Contrast that with the other scandal, which is almost too ridiculous to believe. A well known and successful online player (X) had played a high stakes sit and go, which is a one table tournament, on Absolute Poker. He thought one of the players (Y) was making a lot of very suspicious plays, almost as if he knew the other players hole cards.

So X examined Y's history on one of the sites that tracks those sort of things, and noticed a lot of statistical improbabilities in Y's play and win-rate. X posted about this on an online poker forum, and Absolute claimed they investigated and found no problems. X requested a hand history of the tournament from Absolute Poker, and they sent him an Excel spreadsheet, which he found to be mostly gibberish. He handed it off to his friend Z. Z is well known in the online poker community for founding one of the original player tracking sites, as well as some other interesting poker related projects, but he is not much of a poker player himself. I think I read he's a law student at Emory.

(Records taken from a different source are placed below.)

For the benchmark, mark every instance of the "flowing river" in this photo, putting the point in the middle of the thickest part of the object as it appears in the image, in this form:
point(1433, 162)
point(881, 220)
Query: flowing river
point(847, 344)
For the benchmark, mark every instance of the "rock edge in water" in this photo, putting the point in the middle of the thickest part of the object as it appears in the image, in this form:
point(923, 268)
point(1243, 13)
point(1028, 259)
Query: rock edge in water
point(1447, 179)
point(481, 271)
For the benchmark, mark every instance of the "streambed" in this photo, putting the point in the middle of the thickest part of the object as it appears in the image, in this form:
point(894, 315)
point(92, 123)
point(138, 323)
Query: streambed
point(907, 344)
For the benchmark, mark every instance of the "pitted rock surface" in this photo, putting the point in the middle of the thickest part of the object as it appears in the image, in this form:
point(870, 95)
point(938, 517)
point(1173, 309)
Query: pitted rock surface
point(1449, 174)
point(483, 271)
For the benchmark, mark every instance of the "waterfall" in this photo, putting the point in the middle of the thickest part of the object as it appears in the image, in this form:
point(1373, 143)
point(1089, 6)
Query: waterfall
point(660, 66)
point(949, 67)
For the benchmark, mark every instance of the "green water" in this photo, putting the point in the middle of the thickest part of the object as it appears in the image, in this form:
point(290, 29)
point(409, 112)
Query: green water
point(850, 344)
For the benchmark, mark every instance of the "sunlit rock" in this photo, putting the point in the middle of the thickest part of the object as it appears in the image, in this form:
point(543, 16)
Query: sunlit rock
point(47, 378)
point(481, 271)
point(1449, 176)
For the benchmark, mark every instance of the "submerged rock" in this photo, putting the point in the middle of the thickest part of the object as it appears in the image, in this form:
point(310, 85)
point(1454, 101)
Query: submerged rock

Anyway, Z had the technical knowhow to know what the spreadsheet contained. Not just the hand history, but hole cards, IP addresses, and even the IPs of observers. He found first that Y folded the first two hands until another account, #363, logged on to watch the table. Then Y started playing like he knew the other holecards. Then through a series of IP pings, crosschecking email addresses, and other nifty computer detective stuff that is beyond my knowledge, Z tracked down Y to an IP shared by an email address owned by one of the CEO's of Absolute Poker.

The conclusion? The CEO was using a "pitboss" type of account so he could see the holecards, while actually playing with a different account. That's just messed up.

Needless to say, very few people who read online poker forums will ever play at Absolute again, nor their sister-site, Ultimate Bet. I wonder what Phil Helmuth, Ultimate Bet's most well known logobearer, will do?